Adaptive equipment is a self-care item or product for individuals with short- or long-term disabilities. The most common types of adaptive equipment are used for essential activities we do every day, called activities of daily living (ADLs).
Adaptive equipment is also used for instrumental activities of daily living or IADLs. These are the second- tier tasks that enhance our daily lives beyond basic survival. It’s a very broad category with a long list of items to help with driving, communication, cognition and memory, sports, leisure activities, safety, and more.

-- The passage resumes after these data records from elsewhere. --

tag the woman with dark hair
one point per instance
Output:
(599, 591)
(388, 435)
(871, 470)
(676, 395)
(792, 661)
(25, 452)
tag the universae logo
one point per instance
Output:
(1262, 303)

Adaptive equipment for personal safety includes:
● Night lights
● Medication organizer or dispenser with electronic reminders
● Touch-tone phones with large buttons or voice-activation capabilities
● Talking clocks and watches for seniors with hearing impairments
● Low-vision aids to help with reading
● Sturdy railings along all stairways
Adaptive equipment for dressing includes:
● Dressing sticks
● Long-handle shoehorns
● Button loopers and zipper pulls
● Velcro fastenings
● Elastic shoelaces
● Sock aids
Adaptive equipment for bathing and toileting includes:
● Step-free or walk-in shower or bathtub
● Tub chair or tub bench with a back
● Bathtub or shower transfer bench
● Handheld shower head
● Grab bars near the toilet and shower
● Shower chair
● Toilet seat riser
● Leg straps to help with lifting legs
Adaptive equipment for eating includes:
● Over-bed table
● Universal cuff to hold utensils
● Wrist-stabilizer splint
● Nonskid bowl
● Plate guard
● Specialized utensils and dinnerware
● Arm supports
Adaptive equipment for mobility includes:
● Adjustable bed with bed rails
● Walking frames, canes, and other mobility aids
● Baskets and other accessories to assist in carrying
● Manual and power wheelchairs
● Stairlifts and lift chairs
How to choose the right adaptive equipment.
A senior may need an adaptive device for a short time, such as after surgery, or permanently as part of daily life. For guidance in deciding which of these items may be beneficial in your situation, talk to a physician or occupational therapist. A licensed occupational therapist will also be able to assess the home environment to provide a personalized recommendation.
You can order equipment from medical supply vendors, therapy centers and health care providers. Before you shop for what you need, find out if your health care provider lends out commonly used supplies or has a relationship with a vendor that would help with pricing. Some medical supply companies also offer rental programs for expensive equipment such as wheelchairs.